Listen to this story
Expert in Big Data, AI, ML and scaling infrastructure
This story contains new, firsthand information uncovered by the writer.
One of the most common use cases in machine learning systems is to use sampling. It is about taking random samples from a large set of data points. Examples of sampling can be such as randomly selecting people from various States/Counties/Districts, which set of your users should see the new button on the app/website. A sample size is dependent on the dataset size you have. In some cases a million users can be a decent sample size and in some cases you might get only 2000 data points for sampling. This is dependent on the problem you are trying to solve and we have to choose various approaches in modeling to remove bias.
We do sampling because, we want to remove over fitting of the model, if you take the entire dataset and use it in modeling, then your model will not know how to predict for new users. Choosing the right sample datasets is also important for good ML models.
The most common languages used for sampling is either Scala or PySpark that are maintained by the Apache Foundation. And a common challenge in these languages is that when we do sampling, entire data is stored into one machine, their by leading to memory errors.
In this article, I will explain how random sampling can be achieved at scale using Scala Spark and how central limit theorem can be extended to solve this problem.
One of the most common ways users get a sample dataset is by using df.sample
on a DataFrame. A DataFrame is an object used by Spark to store the row information of your datasets. This is a distributed object that uses Map Reduce to get some operations done (we will get into Map Reduce in future articles). While sample method works fine, when data scales this becomes difficult to handle.
Spark internally pulls the data locally to a single machine in the cluster and then runs the random method internally. This would mean that if the grouping logic generates a large set of results then the single instance can get OOM errors (out of memory). Only way to resolve the error is to use big machines or increase memory.
Increasing instance size means, we are paying more cloud provider costs. Increasing memory means, clusters can take more time as some jobs don’t need large memory. Spark only takes memory as input once for the entire map reduce job.
Enter Central Limit theorem, basically what it means is, regardless of the original distribution of a population, the distribution of the sample means (or sum) will tend to be approximately normal (i.e., a bell-shaped curve) as the sample size increases, provided the samples are independent and identically distributed and of sufficient size. This means, if we pick a random number between 0 and 1, the sample is always distributed in a curve.
you might be wondering how this will be useful for random sampling ??
Well, if we iterate over each row and always pick a random number at each row and then filter the records that are below certain number then we get those many samples approximately. This is another way to look at this.

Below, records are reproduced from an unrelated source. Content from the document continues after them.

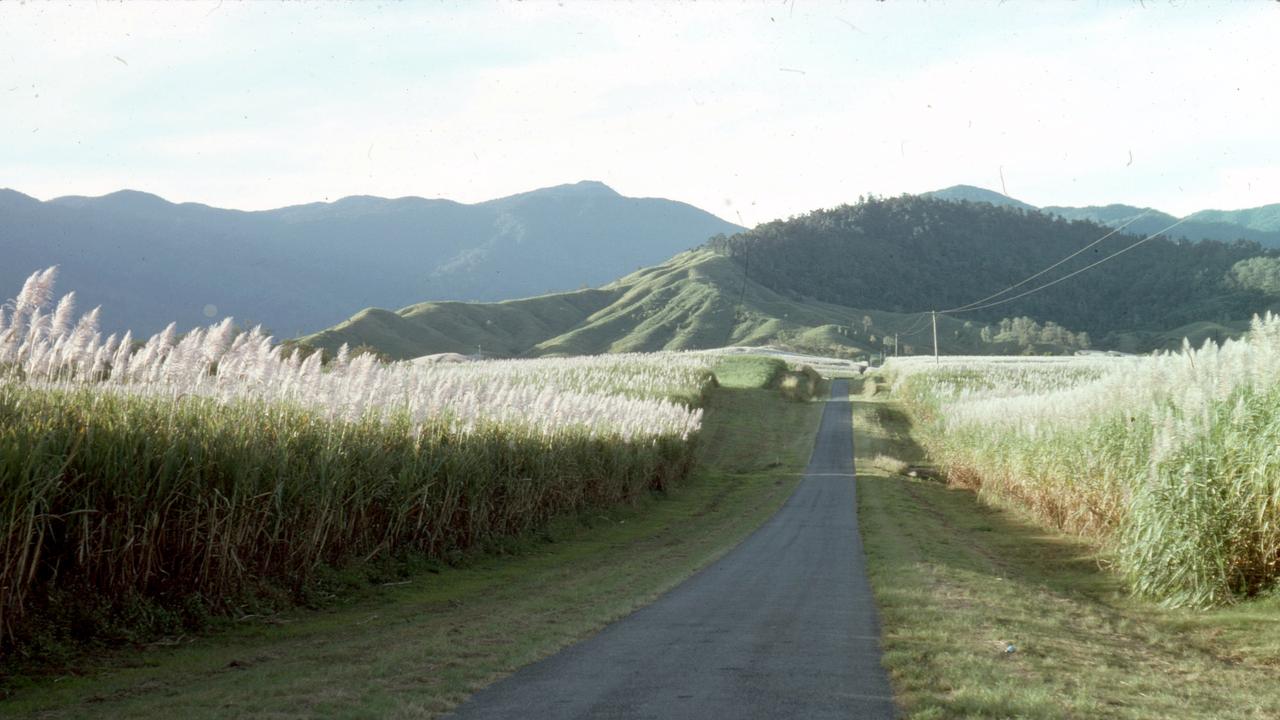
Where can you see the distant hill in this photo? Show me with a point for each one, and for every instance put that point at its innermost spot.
(812, 282)
(970, 194)
(297, 269)
(1264, 219)
(1256, 224)
(917, 253)
(696, 300)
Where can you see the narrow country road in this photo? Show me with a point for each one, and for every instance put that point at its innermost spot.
(781, 627)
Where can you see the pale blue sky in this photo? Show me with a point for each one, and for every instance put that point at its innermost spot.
(750, 110)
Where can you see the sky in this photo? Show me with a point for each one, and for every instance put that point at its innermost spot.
(750, 110)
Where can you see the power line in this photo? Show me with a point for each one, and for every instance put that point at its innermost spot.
(969, 309)
(1024, 281)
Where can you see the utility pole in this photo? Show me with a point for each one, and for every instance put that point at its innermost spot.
(936, 337)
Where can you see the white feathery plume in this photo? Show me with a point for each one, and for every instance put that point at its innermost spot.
(62, 323)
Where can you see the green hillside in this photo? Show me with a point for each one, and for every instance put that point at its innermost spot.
(914, 253)
(689, 302)
(1265, 218)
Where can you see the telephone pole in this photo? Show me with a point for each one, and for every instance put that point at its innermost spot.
(936, 337)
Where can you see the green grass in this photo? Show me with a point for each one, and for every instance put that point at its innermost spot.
(956, 582)
(749, 370)
(695, 300)
(414, 650)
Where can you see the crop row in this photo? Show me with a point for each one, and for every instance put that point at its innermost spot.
(190, 470)
(1171, 460)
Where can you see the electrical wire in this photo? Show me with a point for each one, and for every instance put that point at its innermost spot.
(1024, 281)
(969, 309)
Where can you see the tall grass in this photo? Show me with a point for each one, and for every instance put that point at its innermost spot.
(1171, 460)
(205, 465)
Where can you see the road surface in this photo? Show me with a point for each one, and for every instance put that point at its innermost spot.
(781, 627)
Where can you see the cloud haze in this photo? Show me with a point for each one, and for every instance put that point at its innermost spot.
(753, 112)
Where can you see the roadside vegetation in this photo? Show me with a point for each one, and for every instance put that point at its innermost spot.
(988, 614)
(414, 641)
(146, 487)
(1168, 461)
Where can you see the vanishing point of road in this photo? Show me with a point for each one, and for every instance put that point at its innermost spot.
(781, 627)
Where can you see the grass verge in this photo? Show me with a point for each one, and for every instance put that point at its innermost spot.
(416, 648)
(959, 583)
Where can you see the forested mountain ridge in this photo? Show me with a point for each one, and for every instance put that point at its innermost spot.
(150, 261)
(854, 281)
(915, 253)
(1260, 224)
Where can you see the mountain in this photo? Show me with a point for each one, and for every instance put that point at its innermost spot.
(810, 281)
(696, 300)
(1256, 224)
(1264, 219)
(970, 194)
(917, 253)
(296, 269)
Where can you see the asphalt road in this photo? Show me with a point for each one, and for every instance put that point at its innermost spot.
(781, 627)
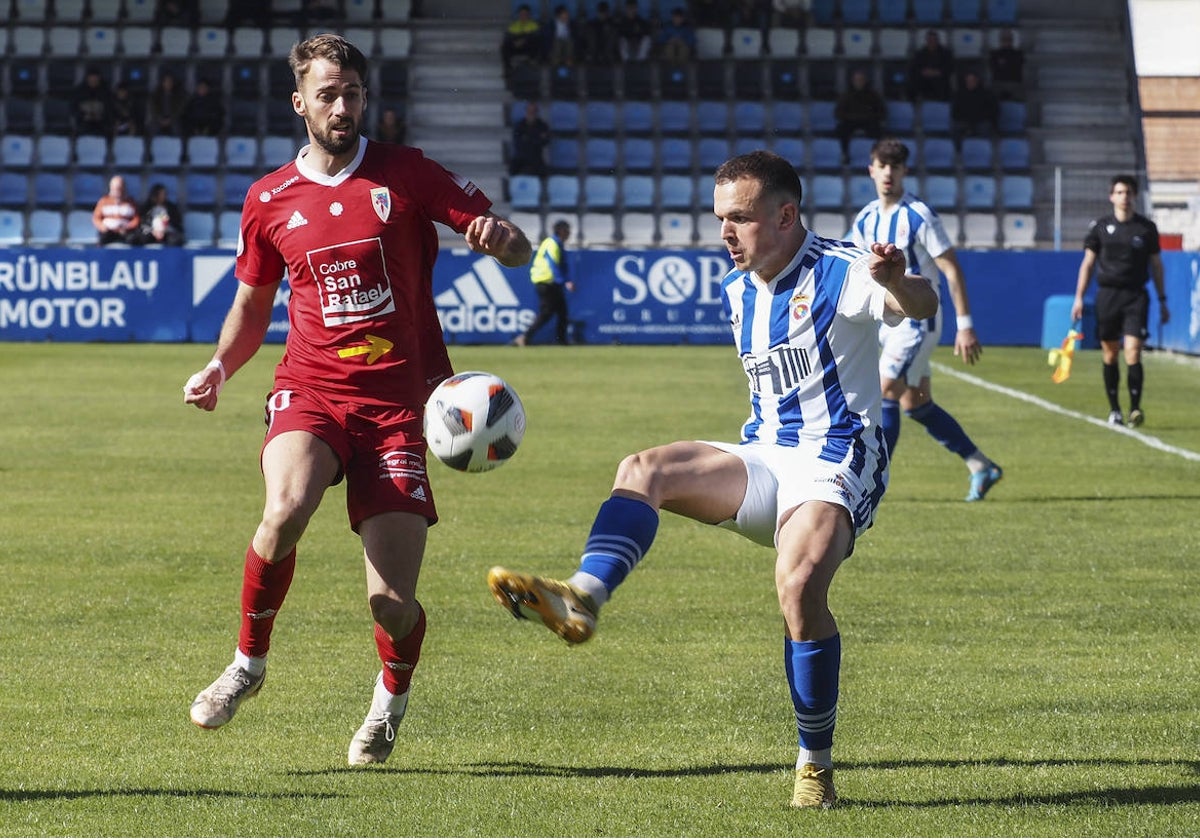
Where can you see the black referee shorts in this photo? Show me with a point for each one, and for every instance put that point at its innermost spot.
(1121, 312)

Because of this, all we have to do is , loop through the each row and use a UDF to always pick a random number between 0 and 1. If your sample ratio is 30%, then filter the records that have the sample value less than 0.3 , this will scale now. As every iteration is distributed and its only map operation. Meaning low memory and low cloud computing cost.

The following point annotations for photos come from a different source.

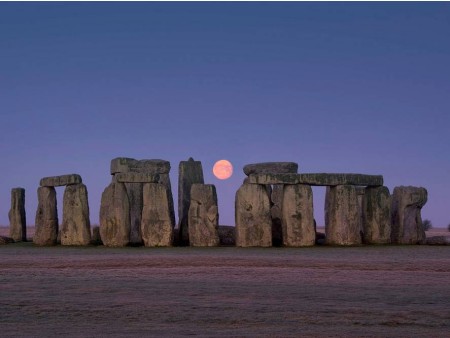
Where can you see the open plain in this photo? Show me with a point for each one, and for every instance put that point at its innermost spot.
(368, 291)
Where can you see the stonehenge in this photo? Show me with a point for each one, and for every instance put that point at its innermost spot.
(17, 215)
(203, 216)
(273, 207)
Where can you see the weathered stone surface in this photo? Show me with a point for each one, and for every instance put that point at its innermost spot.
(342, 216)
(407, 227)
(189, 173)
(17, 215)
(270, 168)
(317, 179)
(157, 224)
(252, 213)
(227, 235)
(46, 223)
(135, 192)
(115, 216)
(298, 216)
(132, 177)
(376, 213)
(76, 226)
(57, 181)
(125, 165)
(203, 216)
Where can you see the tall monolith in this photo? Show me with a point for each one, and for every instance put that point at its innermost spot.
(298, 216)
(115, 216)
(252, 214)
(376, 215)
(407, 227)
(203, 216)
(157, 225)
(189, 172)
(76, 225)
(46, 224)
(342, 216)
(17, 215)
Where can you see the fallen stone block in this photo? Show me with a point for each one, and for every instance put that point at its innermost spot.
(58, 181)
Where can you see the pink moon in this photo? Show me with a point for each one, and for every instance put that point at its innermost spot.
(223, 169)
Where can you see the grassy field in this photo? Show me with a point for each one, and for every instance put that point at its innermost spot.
(371, 291)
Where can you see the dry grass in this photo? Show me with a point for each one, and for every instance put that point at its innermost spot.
(368, 291)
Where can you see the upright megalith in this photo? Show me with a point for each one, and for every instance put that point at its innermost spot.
(17, 215)
(76, 225)
(342, 221)
(407, 227)
(298, 216)
(376, 215)
(203, 216)
(129, 170)
(253, 219)
(189, 172)
(46, 224)
(157, 225)
(115, 216)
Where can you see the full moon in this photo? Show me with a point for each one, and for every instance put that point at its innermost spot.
(223, 169)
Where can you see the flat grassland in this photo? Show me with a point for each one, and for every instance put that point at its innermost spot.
(370, 291)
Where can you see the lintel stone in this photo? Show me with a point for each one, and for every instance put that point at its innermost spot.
(57, 181)
(321, 179)
(132, 177)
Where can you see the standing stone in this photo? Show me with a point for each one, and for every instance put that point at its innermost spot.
(376, 214)
(342, 216)
(76, 226)
(298, 216)
(157, 224)
(46, 223)
(407, 227)
(17, 216)
(252, 213)
(203, 216)
(115, 216)
(189, 173)
(134, 192)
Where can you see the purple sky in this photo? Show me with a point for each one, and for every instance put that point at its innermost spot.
(335, 87)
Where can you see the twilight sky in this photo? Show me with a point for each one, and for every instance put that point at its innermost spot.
(335, 87)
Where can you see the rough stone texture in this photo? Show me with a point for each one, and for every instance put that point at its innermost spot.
(46, 223)
(376, 213)
(76, 226)
(57, 181)
(125, 165)
(17, 216)
(298, 216)
(203, 216)
(342, 216)
(407, 227)
(135, 192)
(189, 173)
(115, 216)
(157, 224)
(132, 177)
(317, 179)
(270, 168)
(253, 219)
(276, 201)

This solution works, if you have enough decent samples, say 100k or above. As number of points in the universe goes down, this sampling will also be random or does not work as expected. I mean at this point, you can also use the direct df.sample
method itself in my opinion.
To keep things consistent, use a random seed value for each sampling to make sure, all instances are in sync for randomness. Use UDFs (User defined functions) as asNondeterministic
for this as, otherwise, they will not work as expected due to the caching nature of Spark.
Overall, we went through how CLT can help in random sampling at scale in Big data systems. In future articles, I will go over the common ML infrastructures used for maintaining ML models at scale.